C++实现LeetCode(96.独一无二的二叉搜索树)

[LeetCode] 96. Unique Binary Search Trees 独一无二的二叉搜索树

Given n, how many structurally unique BST's (binary search trees) that store values 1 ... n?

Example:

Input: 3
Output: 5
Explanation:
Given n = 3, there are a total of 5 unique BST's:

1         3     3      2      1
\       /     /      / \      \
3     2     1      1   3      2
/     /       \                 \
2     1         2                 3

这道题实际上是 卡塔兰数 Catalan Numbe 的一个例子,如果对卡塔兰数不熟悉的童鞋可能真不太好做。话说其实我也是今天才知道的好嘛 -.-|||,为啥我以前都不知道捏?!为啥卡塔兰数不像斐波那契数那样人尽皆知呢,是我太孤陋寡闻么?!不过今天知道也不晚,不断的学习新的东西,这才是刷题的意义所在嘛! 好了,废话不多说了,赶紧回到题目上来吧。我们先来看当 n = 1 的情况,只能形成唯一的一棵二叉搜索树,n分别为 1,2,3 的情况如下所示:

                    1                        n = 1

                2        1                   n = 2
/          \
1            2

1         3     3      2      1           n = 3
\       /     /      / \      \
3     2     1      1   3      2
/     /       \                 \
2     1         2                 3

就跟斐波那契数列一样,我们把 n = 0 时赋为1,因为空树也算一种二叉搜索树,那么 n = 1 时的情况可以看做是其左子树个数乘以右子树的个数,左右子树都是空树,所以1乘1还是1。

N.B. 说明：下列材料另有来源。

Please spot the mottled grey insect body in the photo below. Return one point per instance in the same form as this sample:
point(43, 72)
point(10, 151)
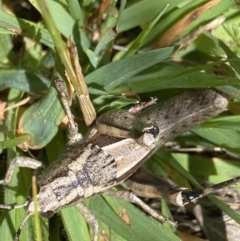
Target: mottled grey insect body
point(98, 162)
point(76, 175)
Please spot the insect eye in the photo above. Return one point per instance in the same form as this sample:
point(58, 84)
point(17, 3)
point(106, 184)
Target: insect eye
point(154, 131)
point(47, 214)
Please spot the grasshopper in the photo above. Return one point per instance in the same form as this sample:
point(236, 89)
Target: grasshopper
point(106, 157)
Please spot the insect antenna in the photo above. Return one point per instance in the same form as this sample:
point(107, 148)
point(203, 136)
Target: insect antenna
point(24, 221)
point(189, 196)
point(14, 206)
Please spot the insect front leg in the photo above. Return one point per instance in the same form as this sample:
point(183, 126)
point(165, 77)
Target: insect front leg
point(73, 134)
point(90, 218)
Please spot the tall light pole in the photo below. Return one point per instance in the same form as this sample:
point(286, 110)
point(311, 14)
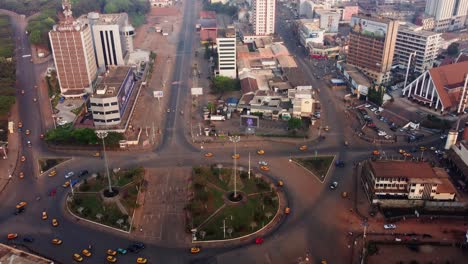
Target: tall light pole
point(407, 67)
point(235, 139)
point(102, 135)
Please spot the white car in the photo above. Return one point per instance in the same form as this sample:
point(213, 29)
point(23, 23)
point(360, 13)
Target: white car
point(69, 174)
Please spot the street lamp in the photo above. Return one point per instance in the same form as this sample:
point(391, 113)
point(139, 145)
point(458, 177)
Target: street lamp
point(102, 135)
point(235, 139)
point(407, 67)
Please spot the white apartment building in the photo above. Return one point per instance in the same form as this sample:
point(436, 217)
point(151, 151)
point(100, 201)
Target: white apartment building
point(112, 37)
point(226, 45)
point(449, 15)
point(112, 96)
point(412, 39)
point(263, 16)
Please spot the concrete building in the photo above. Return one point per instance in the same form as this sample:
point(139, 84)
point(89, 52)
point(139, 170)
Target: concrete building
point(112, 37)
point(412, 39)
point(444, 88)
point(309, 31)
point(390, 179)
point(329, 19)
point(263, 16)
point(372, 45)
point(227, 56)
point(449, 15)
point(112, 96)
point(72, 49)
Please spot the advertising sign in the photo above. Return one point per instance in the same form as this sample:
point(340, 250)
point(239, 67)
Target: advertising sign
point(125, 91)
point(368, 27)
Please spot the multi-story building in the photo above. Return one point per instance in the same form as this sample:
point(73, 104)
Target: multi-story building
point(263, 16)
point(413, 39)
point(72, 49)
point(391, 179)
point(112, 37)
point(372, 45)
point(449, 15)
point(112, 96)
point(226, 45)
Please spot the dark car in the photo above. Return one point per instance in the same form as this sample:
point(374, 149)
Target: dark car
point(28, 239)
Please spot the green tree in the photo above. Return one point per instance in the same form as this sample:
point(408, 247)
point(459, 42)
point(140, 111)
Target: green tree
point(221, 84)
point(294, 123)
point(453, 49)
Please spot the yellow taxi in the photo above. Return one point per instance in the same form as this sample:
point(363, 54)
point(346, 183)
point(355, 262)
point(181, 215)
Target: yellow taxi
point(56, 241)
point(111, 259)
point(77, 257)
point(195, 250)
point(21, 205)
point(86, 252)
point(142, 260)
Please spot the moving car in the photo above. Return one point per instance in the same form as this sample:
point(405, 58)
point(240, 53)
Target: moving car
point(77, 257)
point(389, 226)
point(195, 250)
point(69, 174)
point(142, 260)
point(21, 204)
point(56, 241)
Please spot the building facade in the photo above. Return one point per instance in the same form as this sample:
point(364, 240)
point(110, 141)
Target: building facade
point(426, 44)
point(263, 16)
point(112, 37)
point(112, 96)
point(72, 49)
point(227, 56)
point(449, 15)
point(372, 45)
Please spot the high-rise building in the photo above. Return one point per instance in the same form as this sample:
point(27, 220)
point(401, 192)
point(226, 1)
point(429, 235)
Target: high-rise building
point(112, 37)
point(449, 15)
point(372, 45)
point(413, 39)
point(263, 16)
point(226, 45)
point(72, 48)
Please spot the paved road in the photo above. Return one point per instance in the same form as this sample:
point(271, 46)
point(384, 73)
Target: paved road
point(315, 226)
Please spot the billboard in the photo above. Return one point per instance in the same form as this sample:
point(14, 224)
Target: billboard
point(249, 121)
point(125, 91)
point(368, 27)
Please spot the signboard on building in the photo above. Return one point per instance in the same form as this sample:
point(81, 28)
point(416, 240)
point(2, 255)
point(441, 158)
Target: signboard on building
point(158, 94)
point(249, 121)
point(368, 27)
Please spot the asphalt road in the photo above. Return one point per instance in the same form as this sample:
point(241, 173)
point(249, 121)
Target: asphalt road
point(315, 226)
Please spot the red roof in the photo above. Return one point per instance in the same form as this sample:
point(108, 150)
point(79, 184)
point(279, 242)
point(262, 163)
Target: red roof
point(206, 34)
point(207, 14)
point(447, 77)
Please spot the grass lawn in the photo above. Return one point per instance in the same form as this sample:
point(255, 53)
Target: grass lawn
point(46, 164)
point(318, 166)
point(93, 205)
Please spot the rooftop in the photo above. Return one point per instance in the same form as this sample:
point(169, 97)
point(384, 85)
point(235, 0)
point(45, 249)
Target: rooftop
point(111, 81)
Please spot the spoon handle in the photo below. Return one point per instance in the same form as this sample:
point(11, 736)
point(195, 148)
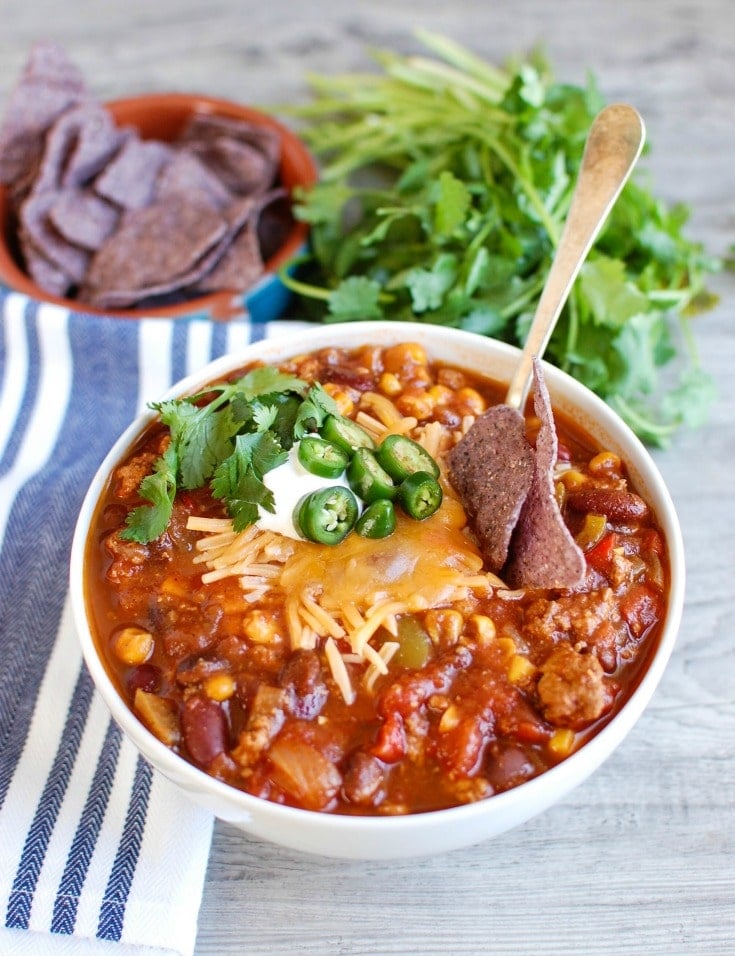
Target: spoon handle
point(614, 143)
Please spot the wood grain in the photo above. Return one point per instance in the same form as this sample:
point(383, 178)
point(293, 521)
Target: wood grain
point(639, 860)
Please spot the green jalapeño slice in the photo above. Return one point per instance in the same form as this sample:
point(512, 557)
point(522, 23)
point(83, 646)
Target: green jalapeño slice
point(327, 516)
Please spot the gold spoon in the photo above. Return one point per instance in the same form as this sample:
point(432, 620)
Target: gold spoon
point(614, 143)
point(492, 466)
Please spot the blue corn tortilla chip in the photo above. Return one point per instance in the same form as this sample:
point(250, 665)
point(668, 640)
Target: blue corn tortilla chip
point(543, 553)
point(48, 85)
point(152, 252)
point(491, 468)
point(37, 230)
point(130, 179)
point(117, 221)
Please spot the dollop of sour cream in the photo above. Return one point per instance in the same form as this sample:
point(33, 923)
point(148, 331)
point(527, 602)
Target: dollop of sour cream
point(290, 482)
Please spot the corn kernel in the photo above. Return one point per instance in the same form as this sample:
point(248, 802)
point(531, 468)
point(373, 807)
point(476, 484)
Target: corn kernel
point(605, 463)
point(419, 407)
point(452, 378)
point(439, 394)
point(344, 401)
point(260, 629)
point(389, 384)
point(403, 356)
point(507, 645)
point(484, 628)
point(572, 479)
point(471, 401)
point(520, 669)
point(420, 377)
point(219, 686)
point(449, 719)
point(444, 625)
point(173, 586)
point(561, 742)
point(133, 645)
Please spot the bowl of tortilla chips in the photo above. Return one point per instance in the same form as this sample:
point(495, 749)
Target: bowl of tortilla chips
point(160, 204)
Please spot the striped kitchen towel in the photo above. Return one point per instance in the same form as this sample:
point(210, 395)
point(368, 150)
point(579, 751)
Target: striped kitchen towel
point(99, 853)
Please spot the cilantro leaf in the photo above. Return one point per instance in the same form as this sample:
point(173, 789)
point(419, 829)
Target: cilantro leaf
point(453, 202)
point(355, 298)
point(238, 479)
point(461, 218)
point(148, 522)
point(314, 409)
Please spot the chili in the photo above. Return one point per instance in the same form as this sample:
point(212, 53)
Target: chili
point(380, 675)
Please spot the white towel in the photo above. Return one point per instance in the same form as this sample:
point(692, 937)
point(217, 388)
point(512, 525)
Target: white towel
point(100, 854)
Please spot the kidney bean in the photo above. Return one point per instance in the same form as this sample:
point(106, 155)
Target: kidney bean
point(144, 677)
point(615, 503)
point(204, 726)
point(390, 744)
point(411, 690)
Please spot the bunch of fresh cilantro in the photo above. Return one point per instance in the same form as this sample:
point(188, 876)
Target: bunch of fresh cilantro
point(228, 438)
point(445, 183)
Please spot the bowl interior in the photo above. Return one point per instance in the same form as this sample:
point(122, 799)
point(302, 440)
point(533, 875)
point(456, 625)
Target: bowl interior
point(162, 116)
point(436, 831)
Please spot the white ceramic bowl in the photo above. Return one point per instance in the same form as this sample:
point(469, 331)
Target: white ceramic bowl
point(438, 831)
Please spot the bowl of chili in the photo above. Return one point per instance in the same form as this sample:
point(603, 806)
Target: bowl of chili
point(375, 691)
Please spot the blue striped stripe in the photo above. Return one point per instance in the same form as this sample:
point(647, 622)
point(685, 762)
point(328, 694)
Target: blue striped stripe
point(258, 331)
point(18, 913)
point(31, 389)
point(32, 592)
point(179, 350)
point(112, 911)
point(219, 339)
point(85, 838)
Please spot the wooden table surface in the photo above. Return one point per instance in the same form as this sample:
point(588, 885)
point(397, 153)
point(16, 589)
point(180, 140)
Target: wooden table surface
point(640, 859)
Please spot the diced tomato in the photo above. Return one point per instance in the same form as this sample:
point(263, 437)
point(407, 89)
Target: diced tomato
point(390, 744)
point(652, 540)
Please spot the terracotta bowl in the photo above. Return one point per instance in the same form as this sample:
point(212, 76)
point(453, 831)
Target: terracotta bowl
point(162, 116)
point(376, 837)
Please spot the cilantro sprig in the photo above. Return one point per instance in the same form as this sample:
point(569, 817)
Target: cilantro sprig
point(228, 437)
point(445, 183)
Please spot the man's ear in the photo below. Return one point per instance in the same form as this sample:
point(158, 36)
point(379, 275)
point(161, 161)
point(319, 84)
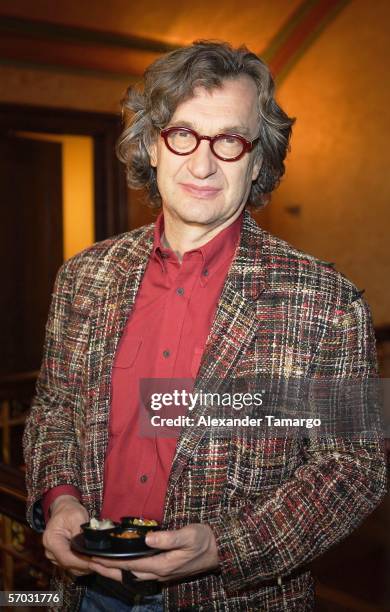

那么 n = 2 时,由于1和2都可以为根,分别算出来,再把它们加起来即可。n = 2 的情况可由下面式子算出(这里的 dp[i] 表示当有i个数字能组成的 BST 的个数):

dp[2] =  dp[0] * dp[1]   (1为根的情况,则左子树一定不存在,右子树可以有一个数字)

    + dp[1] * dp[0]    (2为根的情况,则左子树可以有一个数字,右子树一定不存在)

同理可写出 n = 3 的计算方法:

dp[3] =  dp[0] * dp[2]   (1为根的情况,则左子树一定不存在,右子树可以有两个数字)

    + dp[1] * dp[1]    (2为根的情况,则左右子树都可以各有一个数字)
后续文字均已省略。